The proposed reforms to the county’s coroner system follow more than a decade of conversation among lawmakers in Essex County and multiple Enterprise articles highlighting faults in the system.

Last December, the Enterprise published an article called “Essex County coroner fed up with ‘lazy’ colleagues.” Whitelaw told the Enterprise at the time that he was ready to turn in his resignation letter in part because the other three coroners at the time — Paul Connery of Ticonderoga, Walter Marvin III of Elizabethtown and Kellie Valentine of Moriah — were difficult to reach. He said they responded to far fewer calls than he did, even though some of the deaths he responded to were closer to where the others lived. The other coroners later denied his claims and said they were efficient workers.

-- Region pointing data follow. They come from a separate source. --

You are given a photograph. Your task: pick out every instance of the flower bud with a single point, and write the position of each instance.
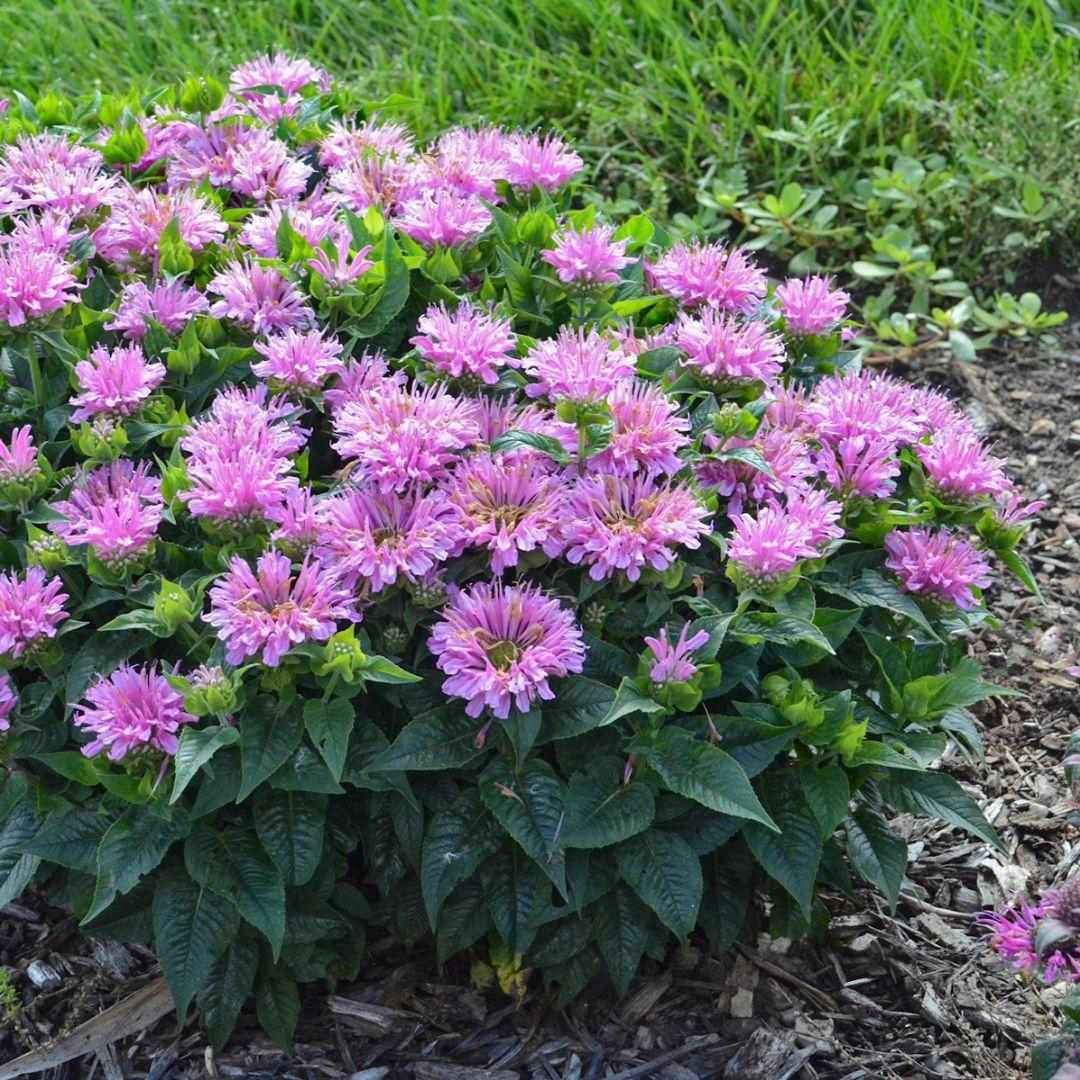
(536, 228)
(174, 606)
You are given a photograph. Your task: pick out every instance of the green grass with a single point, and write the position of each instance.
(652, 86)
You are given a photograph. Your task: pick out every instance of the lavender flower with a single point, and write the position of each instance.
(374, 539)
(588, 258)
(712, 275)
(619, 523)
(115, 383)
(116, 510)
(508, 505)
(578, 366)
(400, 436)
(672, 662)
(937, 565)
(30, 610)
(266, 612)
(467, 343)
(298, 362)
(723, 350)
(810, 307)
(500, 645)
(259, 298)
(132, 709)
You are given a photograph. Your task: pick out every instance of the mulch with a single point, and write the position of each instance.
(912, 994)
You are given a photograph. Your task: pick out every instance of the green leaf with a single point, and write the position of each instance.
(192, 927)
(381, 670)
(71, 765)
(329, 724)
(197, 746)
(392, 294)
(443, 739)
(872, 590)
(278, 1007)
(259, 887)
(69, 840)
(289, 826)
(528, 804)
(515, 889)
(462, 921)
(515, 439)
(792, 855)
(459, 838)
(134, 845)
(99, 657)
(630, 700)
(601, 810)
(827, 794)
(729, 881)
(665, 873)
(269, 732)
(937, 795)
(877, 854)
(226, 989)
(580, 705)
(621, 926)
(701, 771)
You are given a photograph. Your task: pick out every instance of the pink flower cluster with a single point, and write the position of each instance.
(349, 480)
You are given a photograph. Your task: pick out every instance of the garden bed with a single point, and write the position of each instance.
(912, 994)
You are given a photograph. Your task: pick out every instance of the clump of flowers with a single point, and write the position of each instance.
(115, 382)
(588, 258)
(265, 612)
(31, 609)
(937, 565)
(132, 709)
(326, 449)
(500, 645)
(467, 343)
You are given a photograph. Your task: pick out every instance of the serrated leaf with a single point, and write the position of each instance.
(278, 1007)
(259, 888)
(133, 846)
(827, 794)
(698, 770)
(196, 747)
(269, 733)
(226, 989)
(528, 804)
(872, 590)
(621, 927)
(192, 927)
(69, 840)
(462, 921)
(729, 881)
(329, 724)
(792, 855)
(601, 810)
(665, 873)
(443, 739)
(459, 838)
(289, 826)
(579, 706)
(877, 854)
(937, 795)
(630, 700)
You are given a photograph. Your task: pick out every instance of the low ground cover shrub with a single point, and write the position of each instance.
(390, 542)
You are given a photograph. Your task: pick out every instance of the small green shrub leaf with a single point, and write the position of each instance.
(192, 927)
(665, 873)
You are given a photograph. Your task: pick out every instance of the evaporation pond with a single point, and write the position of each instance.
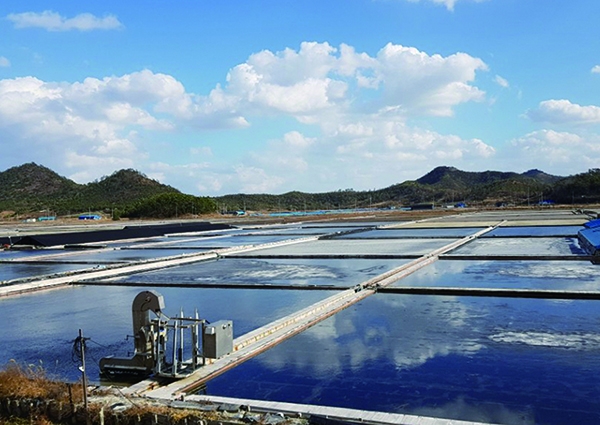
(517, 361)
(534, 231)
(233, 241)
(122, 255)
(10, 271)
(448, 232)
(545, 275)
(343, 247)
(41, 327)
(521, 246)
(337, 272)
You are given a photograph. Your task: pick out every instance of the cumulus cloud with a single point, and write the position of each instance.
(319, 78)
(564, 112)
(80, 122)
(356, 105)
(501, 81)
(564, 152)
(53, 21)
(448, 3)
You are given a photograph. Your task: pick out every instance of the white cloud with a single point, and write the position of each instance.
(501, 81)
(53, 21)
(448, 3)
(76, 124)
(202, 151)
(561, 152)
(564, 112)
(320, 78)
(357, 107)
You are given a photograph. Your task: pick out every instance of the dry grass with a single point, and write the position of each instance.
(31, 382)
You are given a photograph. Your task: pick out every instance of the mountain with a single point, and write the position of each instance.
(32, 187)
(442, 185)
(123, 187)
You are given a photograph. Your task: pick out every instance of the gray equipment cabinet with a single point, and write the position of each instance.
(218, 339)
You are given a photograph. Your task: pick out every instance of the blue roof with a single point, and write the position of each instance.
(592, 224)
(589, 239)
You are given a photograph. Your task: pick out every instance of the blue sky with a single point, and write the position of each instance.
(217, 97)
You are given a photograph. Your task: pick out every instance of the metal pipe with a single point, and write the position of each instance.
(181, 328)
(175, 328)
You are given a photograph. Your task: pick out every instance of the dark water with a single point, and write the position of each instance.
(490, 360)
(521, 246)
(555, 275)
(336, 272)
(534, 231)
(414, 233)
(41, 327)
(10, 271)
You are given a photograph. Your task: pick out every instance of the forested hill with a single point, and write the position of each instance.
(442, 186)
(34, 188)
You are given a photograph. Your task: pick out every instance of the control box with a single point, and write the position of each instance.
(217, 340)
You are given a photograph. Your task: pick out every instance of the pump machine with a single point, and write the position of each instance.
(193, 341)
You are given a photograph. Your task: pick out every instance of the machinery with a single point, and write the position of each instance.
(153, 356)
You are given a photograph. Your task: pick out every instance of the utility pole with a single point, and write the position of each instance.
(81, 341)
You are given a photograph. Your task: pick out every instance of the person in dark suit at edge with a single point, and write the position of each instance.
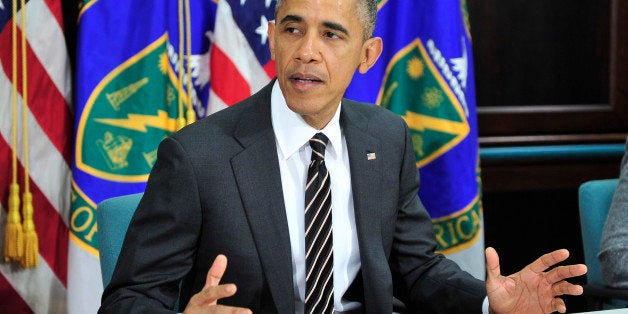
(232, 185)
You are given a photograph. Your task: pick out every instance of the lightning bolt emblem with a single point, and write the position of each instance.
(139, 122)
(421, 122)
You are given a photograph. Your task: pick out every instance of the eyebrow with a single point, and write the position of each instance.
(331, 25)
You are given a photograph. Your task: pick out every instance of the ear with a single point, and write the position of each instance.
(371, 49)
(271, 38)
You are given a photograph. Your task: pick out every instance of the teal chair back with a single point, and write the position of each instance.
(594, 198)
(114, 215)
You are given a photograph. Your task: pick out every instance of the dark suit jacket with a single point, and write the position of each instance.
(216, 188)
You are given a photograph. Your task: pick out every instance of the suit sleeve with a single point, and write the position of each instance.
(614, 249)
(429, 281)
(159, 246)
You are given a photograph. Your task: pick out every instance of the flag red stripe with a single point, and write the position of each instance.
(46, 103)
(51, 229)
(227, 82)
(10, 300)
(269, 67)
(57, 11)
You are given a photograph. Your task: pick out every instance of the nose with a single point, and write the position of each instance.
(308, 49)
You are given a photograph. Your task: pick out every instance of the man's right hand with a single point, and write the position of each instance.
(205, 300)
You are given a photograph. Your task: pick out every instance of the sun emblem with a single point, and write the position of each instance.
(432, 97)
(163, 63)
(415, 68)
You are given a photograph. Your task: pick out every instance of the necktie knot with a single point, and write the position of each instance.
(318, 143)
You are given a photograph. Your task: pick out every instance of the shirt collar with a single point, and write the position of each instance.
(292, 132)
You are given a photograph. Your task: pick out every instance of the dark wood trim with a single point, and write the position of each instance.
(575, 123)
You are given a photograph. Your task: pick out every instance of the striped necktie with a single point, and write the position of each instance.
(319, 280)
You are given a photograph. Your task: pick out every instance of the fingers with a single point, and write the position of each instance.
(558, 305)
(563, 272)
(548, 260)
(492, 263)
(216, 271)
(564, 287)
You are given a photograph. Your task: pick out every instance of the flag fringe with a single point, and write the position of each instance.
(13, 240)
(31, 243)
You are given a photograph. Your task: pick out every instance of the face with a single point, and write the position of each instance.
(317, 45)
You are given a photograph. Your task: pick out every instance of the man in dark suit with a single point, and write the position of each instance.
(232, 184)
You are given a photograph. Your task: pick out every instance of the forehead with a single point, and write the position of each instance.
(318, 9)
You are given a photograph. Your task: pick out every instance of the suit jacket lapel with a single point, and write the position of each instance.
(366, 168)
(256, 170)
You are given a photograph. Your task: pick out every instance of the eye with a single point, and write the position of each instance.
(291, 30)
(331, 35)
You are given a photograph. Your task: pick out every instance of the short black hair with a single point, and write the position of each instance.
(367, 13)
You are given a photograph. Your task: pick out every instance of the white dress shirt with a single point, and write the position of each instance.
(292, 135)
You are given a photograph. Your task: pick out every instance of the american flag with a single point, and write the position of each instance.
(240, 61)
(41, 289)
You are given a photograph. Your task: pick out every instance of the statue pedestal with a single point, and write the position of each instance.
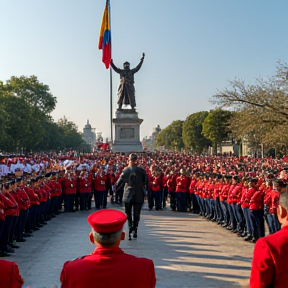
(127, 131)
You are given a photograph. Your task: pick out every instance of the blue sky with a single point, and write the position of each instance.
(192, 47)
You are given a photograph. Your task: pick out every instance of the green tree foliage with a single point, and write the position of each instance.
(261, 109)
(171, 136)
(34, 93)
(192, 132)
(216, 126)
(25, 123)
(71, 136)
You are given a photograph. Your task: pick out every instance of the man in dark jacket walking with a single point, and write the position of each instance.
(134, 179)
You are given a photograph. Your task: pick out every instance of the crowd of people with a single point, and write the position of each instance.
(238, 193)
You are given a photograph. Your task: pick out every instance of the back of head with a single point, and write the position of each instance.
(107, 227)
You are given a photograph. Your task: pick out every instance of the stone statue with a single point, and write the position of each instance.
(126, 90)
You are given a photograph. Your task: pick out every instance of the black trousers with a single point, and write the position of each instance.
(133, 217)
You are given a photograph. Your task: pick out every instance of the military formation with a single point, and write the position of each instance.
(237, 193)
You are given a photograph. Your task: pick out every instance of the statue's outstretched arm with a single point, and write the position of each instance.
(136, 69)
(117, 70)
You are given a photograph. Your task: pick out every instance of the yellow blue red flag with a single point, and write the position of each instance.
(105, 36)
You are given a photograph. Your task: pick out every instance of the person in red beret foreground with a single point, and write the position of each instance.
(108, 266)
(269, 263)
(9, 275)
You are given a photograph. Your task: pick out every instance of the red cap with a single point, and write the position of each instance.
(107, 221)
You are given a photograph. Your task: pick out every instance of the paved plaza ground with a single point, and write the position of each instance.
(187, 250)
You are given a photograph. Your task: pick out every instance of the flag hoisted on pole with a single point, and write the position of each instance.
(105, 36)
(105, 45)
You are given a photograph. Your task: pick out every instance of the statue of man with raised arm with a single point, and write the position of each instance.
(126, 90)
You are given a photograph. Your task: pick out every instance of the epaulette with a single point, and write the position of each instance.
(82, 257)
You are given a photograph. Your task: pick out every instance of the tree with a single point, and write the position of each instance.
(216, 126)
(261, 107)
(192, 132)
(34, 93)
(171, 136)
(72, 138)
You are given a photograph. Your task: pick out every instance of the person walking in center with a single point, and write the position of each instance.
(108, 265)
(134, 179)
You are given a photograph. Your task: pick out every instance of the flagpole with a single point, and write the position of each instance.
(111, 112)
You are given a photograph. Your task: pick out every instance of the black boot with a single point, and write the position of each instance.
(248, 238)
(130, 232)
(135, 233)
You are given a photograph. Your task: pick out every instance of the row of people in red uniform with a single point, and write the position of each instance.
(240, 204)
(107, 266)
(25, 206)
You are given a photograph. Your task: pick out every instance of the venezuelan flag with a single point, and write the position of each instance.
(105, 36)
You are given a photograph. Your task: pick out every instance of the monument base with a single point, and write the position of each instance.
(127, 131)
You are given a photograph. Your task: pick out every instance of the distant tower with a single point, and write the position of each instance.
(89, 135)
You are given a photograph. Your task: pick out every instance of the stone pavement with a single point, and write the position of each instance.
(187, 250)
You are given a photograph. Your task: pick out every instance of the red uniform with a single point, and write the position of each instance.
(69, 186)
(182, 184)
(84, 185)
(108, 267)
(100, 182)
(155, 183)
(269, 263)
(10, 276)
(246, 197)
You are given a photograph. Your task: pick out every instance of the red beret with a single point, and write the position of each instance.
(107, 221)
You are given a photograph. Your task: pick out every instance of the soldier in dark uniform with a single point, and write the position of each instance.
(134, 179)
(126, 90)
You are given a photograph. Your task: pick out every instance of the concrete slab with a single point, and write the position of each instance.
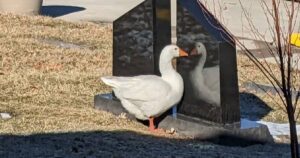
(235, 135)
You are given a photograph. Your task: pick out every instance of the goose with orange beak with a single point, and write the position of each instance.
(149, 96)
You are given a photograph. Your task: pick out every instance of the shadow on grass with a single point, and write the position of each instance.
(59, 10)
(253, 107)
(120, 144)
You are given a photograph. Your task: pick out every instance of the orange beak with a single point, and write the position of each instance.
(182, 53)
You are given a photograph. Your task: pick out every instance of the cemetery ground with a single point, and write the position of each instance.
(49, 73)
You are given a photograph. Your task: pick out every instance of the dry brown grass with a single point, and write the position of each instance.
(48, 88)
(248, 72)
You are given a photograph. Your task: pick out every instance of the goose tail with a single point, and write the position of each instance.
(110, 80)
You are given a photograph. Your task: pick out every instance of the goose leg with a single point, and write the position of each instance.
(151, 124)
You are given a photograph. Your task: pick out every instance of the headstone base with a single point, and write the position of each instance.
(232, 135)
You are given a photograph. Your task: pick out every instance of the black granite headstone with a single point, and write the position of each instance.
(217, 100)
(139, 36)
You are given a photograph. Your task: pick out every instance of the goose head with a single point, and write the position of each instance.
(168, 53)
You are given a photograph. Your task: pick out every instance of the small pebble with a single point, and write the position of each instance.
(5, 116)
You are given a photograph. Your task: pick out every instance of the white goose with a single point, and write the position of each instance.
(205, 81)
(149, 96)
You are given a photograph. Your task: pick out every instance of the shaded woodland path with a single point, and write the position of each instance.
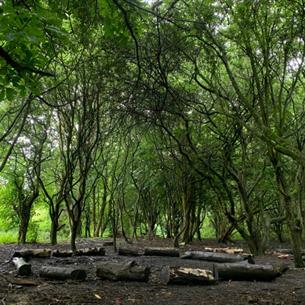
(287, 289)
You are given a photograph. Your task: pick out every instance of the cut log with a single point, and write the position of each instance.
(23, 268)
(122, 271)
(129, 252)
(91, 252)
(62, 253)
(213, 257)
(108, 243)
(224, 250)
(161, 252)
(248, 272)
(187, 276)
(79, 252)
(62, 273)
(38, 253)
(286, 251)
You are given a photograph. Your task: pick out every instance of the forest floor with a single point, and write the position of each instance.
(288, 289)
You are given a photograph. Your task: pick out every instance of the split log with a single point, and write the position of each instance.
(38, 253)
(62, 253)
(186, 276)
(213, 257)
(224, 250)
(91, 252)
(286, 251)
(62, 273)
(129, 252)
(108, 243)
(161, 252)
(23, 268)
(248, 272)
(122, 271)
(80, 252)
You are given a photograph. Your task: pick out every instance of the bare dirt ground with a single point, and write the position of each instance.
(286, 290)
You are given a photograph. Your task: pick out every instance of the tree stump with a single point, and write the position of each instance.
(122, 271)
(187, 276)
(161, 252)
(23, 268)
(62, 273)
(129, 252)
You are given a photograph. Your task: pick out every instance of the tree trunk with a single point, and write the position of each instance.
(23, 268)
(248, 272)
(161, 252)
(23, 225)
(53, 232)
(74, 229)
(213, 257)
(124, 271)
(62, 273)
(186, 276)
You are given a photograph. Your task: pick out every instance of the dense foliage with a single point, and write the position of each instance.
(136, 119)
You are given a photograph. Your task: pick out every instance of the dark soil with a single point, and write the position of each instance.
(287, 289)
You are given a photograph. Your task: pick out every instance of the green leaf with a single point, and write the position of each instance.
(10, 93)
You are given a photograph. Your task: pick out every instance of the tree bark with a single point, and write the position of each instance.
(129, 252)
(213, 257)
(62, 273)
(23, 268)
(248, 272)
(161, 252)
(185, 276)
(122, 271)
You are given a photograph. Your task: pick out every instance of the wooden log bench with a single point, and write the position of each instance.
(62, 273)
(122, 271)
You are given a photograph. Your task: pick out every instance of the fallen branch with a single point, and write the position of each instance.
(213, 257)
(186, 276)
(62, 273)
(161, 252)
(129, 252)
(122, 271)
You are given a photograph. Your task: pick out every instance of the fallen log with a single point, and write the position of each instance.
(286, 251)
(122, 271)
(91, 252)
(62, 273)
(108, 243)
(129, 252)
(80, 252)
(224, 250)
(213, 257)
(248, 272)
(23, 268)
(187, 276)
(62, 253)
(38, 253)
(161, 252)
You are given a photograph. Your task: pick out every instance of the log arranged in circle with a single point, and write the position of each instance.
(213, 256)
(122, 271)
(97, 251)
(37, 253)
(161, 252)
(62, 273)
(187, 276)
(248, 272)
(129, 252)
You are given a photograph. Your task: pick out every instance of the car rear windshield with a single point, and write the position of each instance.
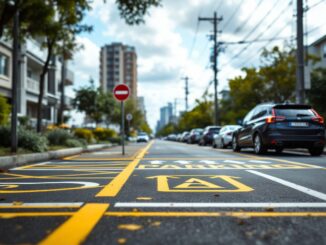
(214, 130)
(294, 112)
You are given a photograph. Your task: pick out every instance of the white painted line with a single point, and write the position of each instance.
(219, 205)
(258, 161)
(43, 205)
(157, 162)
(301, 188)
(231, 161)
(209, 162)
(183, 162)
(69, 169)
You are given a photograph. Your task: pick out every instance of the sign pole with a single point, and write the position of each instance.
(123, 127)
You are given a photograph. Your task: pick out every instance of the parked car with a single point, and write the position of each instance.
(195, 135)
(172, 137)
(224, 138)
(184, 136)
(279, 126)
(208, 134)
(142, 137)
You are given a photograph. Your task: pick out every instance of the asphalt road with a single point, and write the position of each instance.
(166, 193)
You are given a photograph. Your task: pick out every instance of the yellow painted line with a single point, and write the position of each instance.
(71, 157)
(113, 188)
(8, 215)
(76, 229)
(216, 214)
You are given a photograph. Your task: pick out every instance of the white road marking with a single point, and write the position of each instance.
(258, 161)
(301, 188)
(157, 162)
(219, 205)
(83, 183)
(232, 161)
(183, 162)
(43, 205)
(209, 162)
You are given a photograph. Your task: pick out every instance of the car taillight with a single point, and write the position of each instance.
(318, 118)
(274, 118)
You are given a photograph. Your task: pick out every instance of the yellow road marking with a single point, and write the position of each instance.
(216, 214)
(76, 229)
(113, 188)
(8, 215)
(71, 157)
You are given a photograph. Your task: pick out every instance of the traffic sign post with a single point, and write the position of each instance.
(121, 92)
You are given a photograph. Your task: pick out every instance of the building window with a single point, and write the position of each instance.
(4, 65)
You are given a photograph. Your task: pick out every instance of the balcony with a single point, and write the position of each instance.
(33, 86)
(69, 78)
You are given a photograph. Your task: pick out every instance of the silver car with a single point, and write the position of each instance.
(224, 138)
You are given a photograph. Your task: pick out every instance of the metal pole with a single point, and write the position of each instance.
(300, 95)
(123, 127)
(216, 116)
(15, 77)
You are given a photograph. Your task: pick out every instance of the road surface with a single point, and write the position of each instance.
(166, 193)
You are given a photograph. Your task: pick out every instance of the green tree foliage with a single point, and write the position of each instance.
(4, 111)
(274, 81)
(316, 94)
(199, 117)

Whitelaw said he appreciates that his concerns were heard by lawmakers. He intends to attend the public hearing to continue to weigh in on the proposed reforms.

“The idea behind this law should be to set up standards and regulations, but it should not be set up to restrict us,” he said. “Especially when you have coroners that are highly trained and highly skilled, and quite frankly, overqualified.

“If you have coroners that are qualified and legally authorized, they shouldn’t be cut off at the knees. Not every coroner has the same skill set. But if somebody does have a broad skill set, they should be able to work in that skill set.

“I’m not letting this go. I’m passionate about this job and making sure that the board gets this right.”